ET COMMENT LES ETATS-UNIS SONT LES SEULS A S'OPPOSER AU CHAOS !

"La décomposition capitaliste a terriblement avancé en Haïti rendant cette région comme sans doute perdue pour la cause révolutionnaire" - "La descomposición capitalista ha avanzado terriblemente en Haití marcando esa región como posiblemente perdida para la causa revolucionaria" - (Revolución Mundial 79, souligné par nous).

Cet article de Revolución Mundial, la publication du CCI au Mexique, représente la concrétisation éloquente de la dérive dans laquelle est engagé le CCI aujourd'hui. C'est la continuation de la position qu'il a commencé à défendre officiellement selon laquelle une troisième voie apparaît aujourd'hui dans le cours historique qui peut dépasser l'alternative historique entre les deux classes : la bourgeoisie et le prolétariat :

"La nouvelle période ouvre la voie à une troisième possibilité : la destruction de l'humanité, non au travers d'une guerre apocalyptique, mais au travers d'une avance graduelle de la décomposition, qui pourrait à terme saper la capacité du prolétariat à répondre comme classe (...).

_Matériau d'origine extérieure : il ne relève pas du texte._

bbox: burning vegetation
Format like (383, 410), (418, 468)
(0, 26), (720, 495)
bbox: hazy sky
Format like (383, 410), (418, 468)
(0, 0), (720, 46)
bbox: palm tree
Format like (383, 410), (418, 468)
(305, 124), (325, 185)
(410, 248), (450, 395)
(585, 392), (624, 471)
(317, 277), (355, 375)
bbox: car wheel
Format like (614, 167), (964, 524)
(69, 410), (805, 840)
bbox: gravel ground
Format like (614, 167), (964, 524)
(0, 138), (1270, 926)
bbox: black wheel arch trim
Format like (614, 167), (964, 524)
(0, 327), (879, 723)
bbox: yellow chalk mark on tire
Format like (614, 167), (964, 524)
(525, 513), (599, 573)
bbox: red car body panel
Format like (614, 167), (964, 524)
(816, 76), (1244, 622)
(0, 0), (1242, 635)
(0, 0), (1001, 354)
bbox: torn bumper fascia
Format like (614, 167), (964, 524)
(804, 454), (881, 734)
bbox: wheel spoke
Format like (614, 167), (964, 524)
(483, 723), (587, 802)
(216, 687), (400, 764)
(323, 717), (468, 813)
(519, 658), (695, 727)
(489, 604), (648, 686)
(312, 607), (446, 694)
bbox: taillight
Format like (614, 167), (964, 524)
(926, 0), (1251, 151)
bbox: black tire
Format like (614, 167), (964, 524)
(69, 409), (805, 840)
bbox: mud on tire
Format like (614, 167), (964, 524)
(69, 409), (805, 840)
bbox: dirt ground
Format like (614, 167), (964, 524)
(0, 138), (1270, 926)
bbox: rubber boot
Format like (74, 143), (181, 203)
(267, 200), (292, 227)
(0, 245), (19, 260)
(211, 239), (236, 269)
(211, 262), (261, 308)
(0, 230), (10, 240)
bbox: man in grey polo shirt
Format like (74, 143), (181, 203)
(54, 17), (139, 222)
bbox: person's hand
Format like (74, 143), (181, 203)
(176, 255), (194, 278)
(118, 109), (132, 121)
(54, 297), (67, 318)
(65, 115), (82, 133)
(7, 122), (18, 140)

Dans le nouveau scénario, la classe ouvrière pourrait être battue d'une manière moins ouverte et moins directe, simplement en n'arrivant pas à répondre à la crise du système et en se laissant de plus en plus entraîner dans la spirale de la décadence... " (Revue internationale 113, Résolution sur la situation internationale, point 17, souligné par nous).

Curieusement, cette troisième voie n'a rien à voir avec les deux classes fondamentales de l'histoire. Le CCI parle de décomposition. C'est ainsi qu'il a fait du concept de décomposition un élément avec lequel on explique tous les événements actuels. C'est aujourd'hui devenu le cadre pour tout définir, l'événement qui parcourt d'un bout à l'autre tout le système capitaliste et qui influence directement et de manière prépondérante toute la réalité de la planète :

"La corruption, le trafic de drogue, la violence, le surgissement de bandes, de guérillas et de groupes terroristes, la terreur exercée aussi par la police et les groupes paramilitaires, les assassinats atroces, la misère et autres calamités qui se déchaînent en Haïti, comme dans de nombreuses parties du monde, sont toutes le résultat de la putréfaction de tout le système capitaliste, elle sont les produits naturels de la décomposition du capitalisme" (Haïti : les luttes interbourgeoisies sont les causes de la barbarie" (Revolución Mundial 79, traduit par nous).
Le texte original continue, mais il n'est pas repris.